De heer Van Helvert (CDA):
Voorzitter. "De positie van slachtoffers verdient verdere verbetering." Dat staat op pagina 76 van het verkiezingsprogramma van het CDA. In dat opzicht beoordeelt de CDA-fractie het wetsvoorstel positief. Het is goed dat het slachtoffer in de rechtszaal de ruimte krijgt om zijn verhaal te doen. Dat doet recht aan het leed dat het slachtoffer is toegedaan, draagt bij aan zijn eigen herstel en sorteert hopelijk ook enig effect van spijt en berouw bij de verdachte en, indien diegene daadwerkelijk wordt veroordeeld, de dader.

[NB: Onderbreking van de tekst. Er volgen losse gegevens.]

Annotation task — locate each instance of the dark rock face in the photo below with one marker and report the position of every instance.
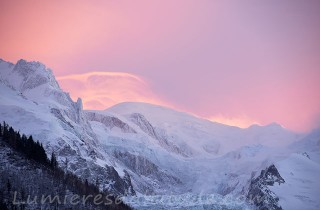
(259, 193)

Vandaag is het voorlopige sluitstuk van een jarenlange parlementaire discussie over de verbetering van de positie van het slachtoffer middels het zogeheten tweedefasenproces. De CDA-fractie heeft zich hier nadrukkelijk in gemengd in de afgelopen jaren en is er ook zeer verheugd over dat uitgebreid onderzoek is gedaan door het WODC. Het stelt het CDA wel enigszins teleur dat de pilots met het tweefasenproces nooit echt van de grond zijn gekomen. De eerste vraag aan de minister is dan ook of hiervoor de politieke wil ontbrak dan wel dat er andere redenen zijn aan te wijzen.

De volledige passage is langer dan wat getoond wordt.